Why Must They Be Mutually Exclusive?

A letter-writer in The Wall Street Journal‘s Sunday Letters section objected to an op-ed whose writer touted Federally mandated IVF insurance provided by private economy insurers as a means to elevate our nation’s too low birth rate.

The letter-writer proposed, instead, a tiered cash baby bonus: bigger for married women, smaller for unmarried women.

My question: why must it be one or the other? Why not both?

Follow-on question: why not consider the system of which these are just two components? If the Federal government, or at least the Republicans in the government, are going to work for increasing our birth rate and against the related universal and easily obtained abortion rate—and they should, on both—and on the underlying economic situation of the middle and lower class individuals and families, why not provide women—married or not—in parallel with a range of incentives to have more babies, with financial, educational, and medical support during their pregnancies and in the period surrounding birth, and in the first years (until kindergarten?) of the baby’s life, expanding that to include the baby/toddler/child in the support mechanisms?

If our government and us are going to be serious about birthrates and about right to life, government and we need to get serious about achieving those goals.

A New US International Trade Regime

As thought of by me.

The beauty of it, if I do write so myself, it that it’s wholly independent of tariffs, whether foreign policy or protectionist.

The idea, at a level of generality, is this. Congress, the President, and his Cabinet Secretaries develop a list of all goods and services critical to our national defense. The list must necessarily include dual use goods and services, those items that can serve both the private economy and our defense systems.

Then Congress and the President draw a hard line and require that 15% (to pull a number from the æther) of everything needed for production of those critical goods and services, from ore through intermediate components to the last components needed for final assembly or service provision, be produced entirely domestically. This would serve two purposes. One is that it would relieve our dependence on other nations, particularly enemy nations, for any of those goods or services, the denial of any one of which would stop our economy and our ability to defend ourselves beyond stocks already in place—a few weeks to a couple of months worth in an active shooting conflict.

The other purpose is that it would give us an extant production core from which we could surge production and expand production facilities much more quickly than if we had to attempt to start from scratch just to begin to surge.

The last step is to require a review of the list of goods and services every five years, de novo, adding to/removing from the list as necessary to keep it current. Every five years to relieve the review cycle, at least a little bit, from political cycles while keeping the update rapid enough to keep up with evolving technologies.
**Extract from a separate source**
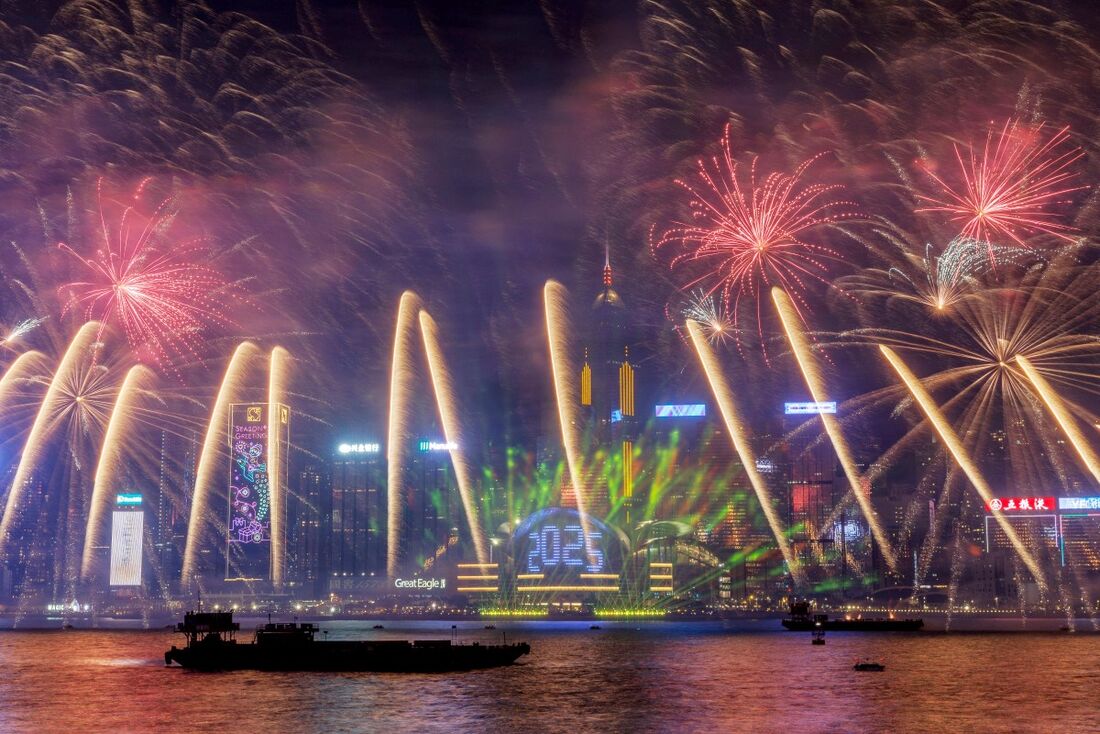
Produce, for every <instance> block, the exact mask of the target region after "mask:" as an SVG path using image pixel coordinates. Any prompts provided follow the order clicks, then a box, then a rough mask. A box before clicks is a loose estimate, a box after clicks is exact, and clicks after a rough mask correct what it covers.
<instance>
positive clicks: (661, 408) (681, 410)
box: [656, 403, 706, 418]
Of course, this will cost more than a classical Ricardian free trade, Smithian free market environment, but that’s the cost of national security. If we can’t protect a capacity for self defense, we’ll pay a far higher price.
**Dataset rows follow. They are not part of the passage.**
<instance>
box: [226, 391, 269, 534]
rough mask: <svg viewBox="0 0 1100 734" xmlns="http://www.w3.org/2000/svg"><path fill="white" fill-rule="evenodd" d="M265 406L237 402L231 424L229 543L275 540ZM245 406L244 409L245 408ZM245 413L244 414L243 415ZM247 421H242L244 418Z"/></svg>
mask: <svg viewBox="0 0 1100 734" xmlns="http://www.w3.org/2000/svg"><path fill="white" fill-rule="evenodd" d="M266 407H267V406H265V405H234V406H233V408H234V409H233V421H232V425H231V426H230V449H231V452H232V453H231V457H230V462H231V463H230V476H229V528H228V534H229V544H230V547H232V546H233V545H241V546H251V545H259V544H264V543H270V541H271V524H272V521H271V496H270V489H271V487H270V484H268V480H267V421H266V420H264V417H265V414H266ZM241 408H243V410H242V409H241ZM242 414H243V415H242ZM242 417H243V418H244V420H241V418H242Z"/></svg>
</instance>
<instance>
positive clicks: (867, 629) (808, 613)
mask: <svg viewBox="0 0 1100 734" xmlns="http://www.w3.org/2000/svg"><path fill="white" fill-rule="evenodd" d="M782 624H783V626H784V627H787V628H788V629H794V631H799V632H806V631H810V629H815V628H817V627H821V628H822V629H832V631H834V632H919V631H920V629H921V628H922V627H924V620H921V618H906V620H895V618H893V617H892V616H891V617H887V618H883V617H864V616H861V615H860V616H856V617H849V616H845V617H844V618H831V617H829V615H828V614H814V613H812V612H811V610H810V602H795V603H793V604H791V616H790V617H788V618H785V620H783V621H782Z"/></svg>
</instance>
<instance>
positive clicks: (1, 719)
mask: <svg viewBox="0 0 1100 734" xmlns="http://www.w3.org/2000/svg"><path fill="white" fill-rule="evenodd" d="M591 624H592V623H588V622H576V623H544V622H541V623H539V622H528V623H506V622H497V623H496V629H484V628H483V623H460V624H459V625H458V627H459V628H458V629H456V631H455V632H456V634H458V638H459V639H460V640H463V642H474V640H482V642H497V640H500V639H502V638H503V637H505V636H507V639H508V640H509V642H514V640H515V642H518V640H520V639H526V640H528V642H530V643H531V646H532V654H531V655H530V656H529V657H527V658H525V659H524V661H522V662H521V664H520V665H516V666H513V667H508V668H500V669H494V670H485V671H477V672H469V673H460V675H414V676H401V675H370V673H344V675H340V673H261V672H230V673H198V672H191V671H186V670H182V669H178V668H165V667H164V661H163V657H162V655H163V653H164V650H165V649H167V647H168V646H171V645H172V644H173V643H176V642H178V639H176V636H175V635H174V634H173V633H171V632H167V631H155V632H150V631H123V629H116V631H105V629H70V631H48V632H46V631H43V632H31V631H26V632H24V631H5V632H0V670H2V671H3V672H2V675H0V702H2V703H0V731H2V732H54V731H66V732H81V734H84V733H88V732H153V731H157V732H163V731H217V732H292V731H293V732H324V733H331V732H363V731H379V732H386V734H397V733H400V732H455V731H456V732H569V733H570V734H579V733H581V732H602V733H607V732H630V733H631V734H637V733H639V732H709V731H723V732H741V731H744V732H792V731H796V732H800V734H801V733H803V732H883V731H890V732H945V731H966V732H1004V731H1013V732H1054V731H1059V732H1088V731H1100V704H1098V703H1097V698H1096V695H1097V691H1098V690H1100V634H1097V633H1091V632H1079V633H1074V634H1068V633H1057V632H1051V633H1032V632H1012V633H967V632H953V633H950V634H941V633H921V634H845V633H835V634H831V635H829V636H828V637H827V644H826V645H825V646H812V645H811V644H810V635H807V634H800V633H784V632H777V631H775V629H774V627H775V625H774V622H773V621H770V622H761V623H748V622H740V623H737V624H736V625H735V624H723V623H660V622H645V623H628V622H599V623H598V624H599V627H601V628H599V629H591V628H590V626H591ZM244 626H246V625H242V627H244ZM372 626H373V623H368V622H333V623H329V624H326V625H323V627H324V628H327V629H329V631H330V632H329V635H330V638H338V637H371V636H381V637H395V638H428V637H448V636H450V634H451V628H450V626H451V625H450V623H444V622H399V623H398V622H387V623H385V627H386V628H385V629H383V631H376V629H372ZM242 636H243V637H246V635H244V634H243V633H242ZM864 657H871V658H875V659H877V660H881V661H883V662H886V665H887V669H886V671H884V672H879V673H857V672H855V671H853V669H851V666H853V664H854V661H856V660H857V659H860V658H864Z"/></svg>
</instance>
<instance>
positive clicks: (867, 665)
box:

Tariffs and Economic Growth

The good editors at The Wall Street Journal spent a lot of ink and pixels decrying President Donald Trump’s (R) tariff moves. They saved the money bit for the end, though maybe not in the way they intended.

The best response to the warning from the first-quarter GDP decline would be for Mr Trump to call the whole tariff thing off. Short of that, settle for 10% across the board and call it a day. If that’s too much of a come-down, Republicans will need to pass a pro-growth tax cut and accelerate their deregulatory push as their best chance to liberate the economy from its tariff kidnapping.

Those first two sentences are irrelevant, whatever one might think of Trump’s tariff moves. Republicans need to pass a pro-growth tax cut and accelerate their deregulatory push—and pass serious spending cuts—independently of any tariff moves.